Re: [RFC PATCH] net: Fix one page_pool page leak from skb_frag_unref

From: Jakub Kicinski
Date: Wed May 01 2024 - 10:24:43 EST


On Wed, 1 May 2024 00:48:43 -0700 Mina Almasry wrote:
> > 1) Revert commit 2cc3aeb5eccc
> > ("skbuff: Fix a potential race while recycling page_pool packets").
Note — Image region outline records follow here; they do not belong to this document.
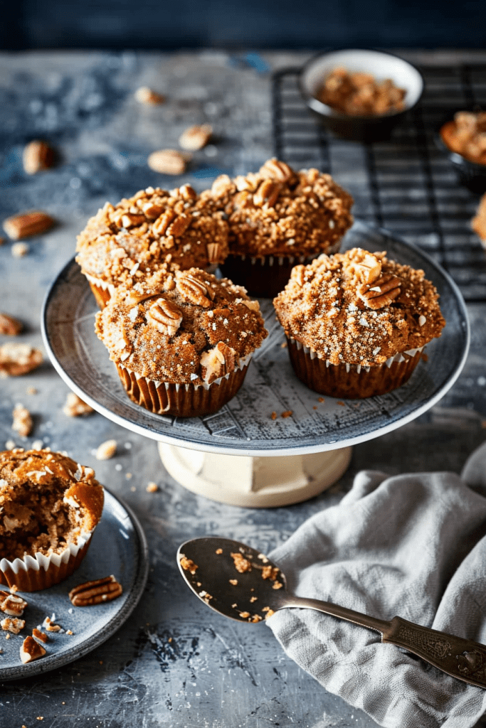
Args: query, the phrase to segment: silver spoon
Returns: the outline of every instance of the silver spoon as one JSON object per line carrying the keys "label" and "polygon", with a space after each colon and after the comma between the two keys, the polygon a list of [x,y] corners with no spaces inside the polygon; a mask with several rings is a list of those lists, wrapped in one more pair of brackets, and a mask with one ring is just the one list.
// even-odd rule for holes
{"label": "silver spoon", "polygon": [[182,544],[177,563],[186,582],[211,609],[239,622],[262,622],[288,607],[316,609],[381,633],[382,642],[402,647],[443,672],[486,688],[486,646],[421,627],[401,617],[380,620],[286,590],[278,566],[255,549],[230,539],[207,537]]}

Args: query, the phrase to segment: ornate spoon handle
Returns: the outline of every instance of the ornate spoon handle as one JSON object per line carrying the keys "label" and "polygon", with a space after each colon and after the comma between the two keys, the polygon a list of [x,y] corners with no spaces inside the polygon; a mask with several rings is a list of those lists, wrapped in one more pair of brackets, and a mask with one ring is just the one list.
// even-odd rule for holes
{"label": "ornate spoon handle", "polygon": [[389,642],[418,654],[454,678],[486,688],[486,646],[394,617],[383,630]]}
I tested
> > this btw and it works (for this specific scenario).
> >
> > 2) Revert Mina's commit a580ea994fd3 ("net: mirror skb frag ref/unref helpers")
> > for now.
>
> I vote for #1, and IIUC Jakub's feedback, he seems to prefer this as
> well.

I vote #2, actually :( Or #3 make page pool ref safe to acquire
concurrently, but that plus fixing all the places where we do crazy
things may be tricky.

Even taking the ref is not as simple as using atomic_long_inc_not_zero()
sadly, partly because we try to keep the refcount at one, in an apparent
attempt to avoid dirtying the cache line twice.

So maybe partial revert to stop be bleeding and retry after more testing
is the way to go?

I had a quick look at the code and there is also a bunch of functions
which "shift" frags from one skb to another, without checking whether
the pp_recycle state matches.